Steely Dan, "My Old School"
Most school songs don't get specific about which school they're mad at, the assumption being that all schooling is a universally hellish experience. But leave it to the boogie-rock brainiacs in Steely Dan to write a song that namedrops Bard College (where they met) and William and Mary (where the heroine in the song might have to go after a pot bust gets her kicked off campus). The venomous joy with which Donald Fagen promises never to go back up to his old school suggests the Bard Alumni Committee need not include him in future donor solicitation mailings.
Every kid's worst nightmare. You've soldiered through an arduous day of learning, you're ready to get outside for a little dodgeball or four-square or, if you're Kurt Cobain, forlorn cigarette smoking away from all the other kids. Then the announcement comes over the loudspeaker: "No Recess!" In this punk-metal maelstrom from Bleach, Nirvana turn those hot, excited final seconds before the bell in Alice Cooper's "School's Out" into a brick wall, as a mean, swirling guitar and circular rhythm pull Kurt into the sinkhole of fait accompli: eternal school! "Just my luck," he sings in perfect, existentially screwed burnout voice.

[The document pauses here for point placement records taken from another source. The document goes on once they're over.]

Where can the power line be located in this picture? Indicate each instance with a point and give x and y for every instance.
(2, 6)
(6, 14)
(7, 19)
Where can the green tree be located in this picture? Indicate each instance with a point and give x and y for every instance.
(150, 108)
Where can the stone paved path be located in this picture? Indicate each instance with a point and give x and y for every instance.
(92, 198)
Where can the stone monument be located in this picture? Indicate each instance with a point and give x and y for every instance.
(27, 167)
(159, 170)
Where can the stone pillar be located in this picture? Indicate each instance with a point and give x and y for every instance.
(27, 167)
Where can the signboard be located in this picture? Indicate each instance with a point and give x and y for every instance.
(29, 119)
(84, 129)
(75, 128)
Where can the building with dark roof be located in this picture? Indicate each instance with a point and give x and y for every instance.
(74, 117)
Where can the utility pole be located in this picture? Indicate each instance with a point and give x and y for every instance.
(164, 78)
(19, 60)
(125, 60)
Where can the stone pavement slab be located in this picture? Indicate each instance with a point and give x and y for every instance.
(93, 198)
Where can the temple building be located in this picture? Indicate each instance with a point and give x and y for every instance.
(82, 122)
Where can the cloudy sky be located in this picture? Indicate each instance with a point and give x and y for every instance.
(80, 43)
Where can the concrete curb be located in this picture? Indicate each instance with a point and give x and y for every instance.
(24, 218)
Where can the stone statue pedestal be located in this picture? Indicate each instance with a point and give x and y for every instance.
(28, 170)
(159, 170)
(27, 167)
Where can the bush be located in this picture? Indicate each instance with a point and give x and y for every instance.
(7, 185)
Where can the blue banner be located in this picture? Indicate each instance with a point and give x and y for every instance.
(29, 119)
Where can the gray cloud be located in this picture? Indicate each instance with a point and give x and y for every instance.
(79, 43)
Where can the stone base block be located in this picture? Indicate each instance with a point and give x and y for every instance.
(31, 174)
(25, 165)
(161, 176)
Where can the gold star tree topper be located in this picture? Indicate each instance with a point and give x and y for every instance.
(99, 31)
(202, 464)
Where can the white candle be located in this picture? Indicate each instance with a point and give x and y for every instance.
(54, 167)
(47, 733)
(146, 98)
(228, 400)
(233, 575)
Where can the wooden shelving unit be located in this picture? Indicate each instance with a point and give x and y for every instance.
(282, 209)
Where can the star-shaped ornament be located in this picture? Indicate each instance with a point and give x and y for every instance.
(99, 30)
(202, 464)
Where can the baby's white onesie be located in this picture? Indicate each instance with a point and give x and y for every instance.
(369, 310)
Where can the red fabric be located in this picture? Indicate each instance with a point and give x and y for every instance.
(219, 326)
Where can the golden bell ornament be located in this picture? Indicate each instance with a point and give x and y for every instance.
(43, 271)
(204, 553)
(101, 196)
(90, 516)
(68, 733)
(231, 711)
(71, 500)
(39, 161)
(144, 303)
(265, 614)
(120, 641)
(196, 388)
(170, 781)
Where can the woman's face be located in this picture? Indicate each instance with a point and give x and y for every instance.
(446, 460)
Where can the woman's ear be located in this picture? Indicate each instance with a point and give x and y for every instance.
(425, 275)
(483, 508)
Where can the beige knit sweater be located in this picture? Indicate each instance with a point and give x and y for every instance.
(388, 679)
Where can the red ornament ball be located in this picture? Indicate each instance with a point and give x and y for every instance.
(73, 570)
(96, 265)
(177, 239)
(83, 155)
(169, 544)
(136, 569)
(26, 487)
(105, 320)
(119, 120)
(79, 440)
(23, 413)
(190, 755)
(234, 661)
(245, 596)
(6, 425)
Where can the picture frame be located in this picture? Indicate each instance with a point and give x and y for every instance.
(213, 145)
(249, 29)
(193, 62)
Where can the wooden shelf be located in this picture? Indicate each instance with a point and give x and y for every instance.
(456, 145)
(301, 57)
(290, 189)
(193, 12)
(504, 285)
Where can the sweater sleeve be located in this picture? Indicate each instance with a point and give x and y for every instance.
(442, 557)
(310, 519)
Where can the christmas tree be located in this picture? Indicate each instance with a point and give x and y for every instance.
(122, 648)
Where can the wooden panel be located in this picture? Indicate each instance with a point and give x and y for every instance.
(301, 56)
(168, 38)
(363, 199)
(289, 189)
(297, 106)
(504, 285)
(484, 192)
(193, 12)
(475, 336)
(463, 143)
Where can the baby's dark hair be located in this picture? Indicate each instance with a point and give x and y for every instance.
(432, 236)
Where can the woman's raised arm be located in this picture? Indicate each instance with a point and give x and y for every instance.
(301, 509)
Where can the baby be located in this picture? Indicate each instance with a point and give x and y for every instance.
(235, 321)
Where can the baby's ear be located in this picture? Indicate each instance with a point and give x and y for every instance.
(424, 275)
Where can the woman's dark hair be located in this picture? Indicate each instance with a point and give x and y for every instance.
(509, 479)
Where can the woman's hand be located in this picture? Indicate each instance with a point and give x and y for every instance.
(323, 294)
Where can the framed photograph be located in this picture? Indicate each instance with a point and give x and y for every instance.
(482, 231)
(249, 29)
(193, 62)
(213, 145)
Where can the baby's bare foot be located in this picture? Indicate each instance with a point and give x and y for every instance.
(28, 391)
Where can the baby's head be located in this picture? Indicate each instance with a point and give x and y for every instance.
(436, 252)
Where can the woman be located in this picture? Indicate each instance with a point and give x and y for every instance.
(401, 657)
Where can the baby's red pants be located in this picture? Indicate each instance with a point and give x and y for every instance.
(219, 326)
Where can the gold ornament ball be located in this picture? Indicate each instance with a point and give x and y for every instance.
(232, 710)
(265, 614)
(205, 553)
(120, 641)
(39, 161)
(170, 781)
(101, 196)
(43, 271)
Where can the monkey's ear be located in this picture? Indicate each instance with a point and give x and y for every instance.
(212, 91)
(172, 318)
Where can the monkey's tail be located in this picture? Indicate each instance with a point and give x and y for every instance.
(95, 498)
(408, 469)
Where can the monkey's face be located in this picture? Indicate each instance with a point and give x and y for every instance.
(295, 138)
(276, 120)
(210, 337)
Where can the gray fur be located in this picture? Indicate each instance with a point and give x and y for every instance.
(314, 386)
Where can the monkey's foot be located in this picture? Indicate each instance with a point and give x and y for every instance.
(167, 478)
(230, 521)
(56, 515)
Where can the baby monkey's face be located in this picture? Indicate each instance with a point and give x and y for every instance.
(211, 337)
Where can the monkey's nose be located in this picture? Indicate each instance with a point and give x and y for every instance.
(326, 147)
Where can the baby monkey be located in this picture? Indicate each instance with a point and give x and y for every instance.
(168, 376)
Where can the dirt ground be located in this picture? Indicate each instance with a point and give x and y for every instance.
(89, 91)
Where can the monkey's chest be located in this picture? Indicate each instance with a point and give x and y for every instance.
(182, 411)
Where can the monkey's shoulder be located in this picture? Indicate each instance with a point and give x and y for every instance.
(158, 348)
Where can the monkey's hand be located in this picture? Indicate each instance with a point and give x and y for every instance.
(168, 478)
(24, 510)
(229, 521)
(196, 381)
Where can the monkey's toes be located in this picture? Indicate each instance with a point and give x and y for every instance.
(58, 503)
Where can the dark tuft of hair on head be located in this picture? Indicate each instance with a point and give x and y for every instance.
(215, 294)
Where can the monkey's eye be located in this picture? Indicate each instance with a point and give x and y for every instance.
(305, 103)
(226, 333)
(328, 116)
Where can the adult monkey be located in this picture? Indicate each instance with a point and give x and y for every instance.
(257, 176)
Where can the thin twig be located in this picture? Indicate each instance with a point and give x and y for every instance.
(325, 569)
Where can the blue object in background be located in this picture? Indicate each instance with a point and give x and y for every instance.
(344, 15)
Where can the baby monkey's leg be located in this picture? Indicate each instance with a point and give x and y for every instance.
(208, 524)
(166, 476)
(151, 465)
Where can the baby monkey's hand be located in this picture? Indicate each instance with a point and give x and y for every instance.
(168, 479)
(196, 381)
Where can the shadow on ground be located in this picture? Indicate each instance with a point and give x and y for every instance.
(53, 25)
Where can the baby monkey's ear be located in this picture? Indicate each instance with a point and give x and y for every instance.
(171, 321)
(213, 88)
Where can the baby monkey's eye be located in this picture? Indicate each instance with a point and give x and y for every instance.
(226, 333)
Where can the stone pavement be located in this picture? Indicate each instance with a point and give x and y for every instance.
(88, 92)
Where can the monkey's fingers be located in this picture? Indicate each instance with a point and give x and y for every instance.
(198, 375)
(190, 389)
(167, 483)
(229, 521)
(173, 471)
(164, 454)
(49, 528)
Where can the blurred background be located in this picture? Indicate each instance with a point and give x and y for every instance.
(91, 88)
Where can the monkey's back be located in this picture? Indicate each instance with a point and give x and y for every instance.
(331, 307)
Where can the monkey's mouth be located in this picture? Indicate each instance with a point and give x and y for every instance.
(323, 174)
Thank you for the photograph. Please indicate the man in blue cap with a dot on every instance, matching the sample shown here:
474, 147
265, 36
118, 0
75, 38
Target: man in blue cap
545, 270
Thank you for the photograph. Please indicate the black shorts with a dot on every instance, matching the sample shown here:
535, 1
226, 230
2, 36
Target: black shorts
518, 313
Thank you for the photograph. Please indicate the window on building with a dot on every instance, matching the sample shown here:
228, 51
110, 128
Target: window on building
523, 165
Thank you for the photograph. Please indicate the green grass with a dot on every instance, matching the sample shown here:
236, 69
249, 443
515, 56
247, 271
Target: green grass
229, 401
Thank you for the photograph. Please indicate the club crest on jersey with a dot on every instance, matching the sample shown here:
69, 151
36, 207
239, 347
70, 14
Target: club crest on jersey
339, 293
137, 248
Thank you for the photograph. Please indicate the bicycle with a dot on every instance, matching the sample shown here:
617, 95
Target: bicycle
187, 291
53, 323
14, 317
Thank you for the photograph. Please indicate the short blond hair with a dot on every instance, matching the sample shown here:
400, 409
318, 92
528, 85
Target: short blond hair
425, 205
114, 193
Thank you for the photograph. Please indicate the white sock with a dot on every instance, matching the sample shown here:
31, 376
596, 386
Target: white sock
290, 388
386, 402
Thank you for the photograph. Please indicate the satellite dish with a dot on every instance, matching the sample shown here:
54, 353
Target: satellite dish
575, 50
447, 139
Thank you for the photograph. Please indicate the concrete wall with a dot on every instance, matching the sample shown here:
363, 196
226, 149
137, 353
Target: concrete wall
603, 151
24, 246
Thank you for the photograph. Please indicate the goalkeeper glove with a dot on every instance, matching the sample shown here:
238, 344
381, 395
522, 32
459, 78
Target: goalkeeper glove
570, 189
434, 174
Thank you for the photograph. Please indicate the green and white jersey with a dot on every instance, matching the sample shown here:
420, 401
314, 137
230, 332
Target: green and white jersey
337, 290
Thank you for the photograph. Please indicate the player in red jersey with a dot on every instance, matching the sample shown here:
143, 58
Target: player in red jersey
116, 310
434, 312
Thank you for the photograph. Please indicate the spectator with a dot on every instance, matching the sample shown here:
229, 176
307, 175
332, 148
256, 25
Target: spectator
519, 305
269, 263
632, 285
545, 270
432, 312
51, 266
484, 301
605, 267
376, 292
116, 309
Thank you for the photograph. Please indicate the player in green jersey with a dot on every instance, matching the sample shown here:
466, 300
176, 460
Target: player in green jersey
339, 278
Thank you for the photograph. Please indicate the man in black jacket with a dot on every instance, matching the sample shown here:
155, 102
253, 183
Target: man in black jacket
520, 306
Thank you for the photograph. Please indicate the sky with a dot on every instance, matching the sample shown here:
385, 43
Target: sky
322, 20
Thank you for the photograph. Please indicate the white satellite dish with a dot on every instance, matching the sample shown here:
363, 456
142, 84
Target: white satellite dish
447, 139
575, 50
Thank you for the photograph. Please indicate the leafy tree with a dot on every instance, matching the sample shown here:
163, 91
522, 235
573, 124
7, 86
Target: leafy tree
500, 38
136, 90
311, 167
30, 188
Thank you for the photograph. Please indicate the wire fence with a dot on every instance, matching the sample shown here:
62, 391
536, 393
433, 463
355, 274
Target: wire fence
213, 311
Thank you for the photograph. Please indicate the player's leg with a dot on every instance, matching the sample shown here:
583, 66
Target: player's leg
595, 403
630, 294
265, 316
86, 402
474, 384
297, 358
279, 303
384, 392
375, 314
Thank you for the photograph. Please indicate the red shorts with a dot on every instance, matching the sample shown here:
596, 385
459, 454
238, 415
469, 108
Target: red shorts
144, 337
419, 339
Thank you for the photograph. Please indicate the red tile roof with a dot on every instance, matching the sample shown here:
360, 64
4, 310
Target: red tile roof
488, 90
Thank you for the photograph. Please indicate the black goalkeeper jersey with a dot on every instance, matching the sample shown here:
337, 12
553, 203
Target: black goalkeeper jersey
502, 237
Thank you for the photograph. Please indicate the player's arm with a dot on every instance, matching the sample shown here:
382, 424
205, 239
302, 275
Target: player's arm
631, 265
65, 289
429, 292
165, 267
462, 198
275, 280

Jonathan Richman, "That Summer Feeling"
This wonderful geek-folk reflection on lost youth is all about recapturing that idyllic moment from Big Star's "Thirteen," long after you've grown up and forgotten how simple life can be: "When even fourth grade starts lookin' good." In characteristic Richman fashion he lays on lush, fragrant images of summer's impending arrival thicker than sunblock on a Swedish exchange student: the water fountain at the park, the cool of the pond, the smell of the lawn, the Oldsmobile with the top down on it, the flat of the land with the crop down it. "It's gonna haunt you," the 33-year-old Richman warns us in his eternal-boy croon over a slow, inviting strum and bonfire-bongos. And it can free you too.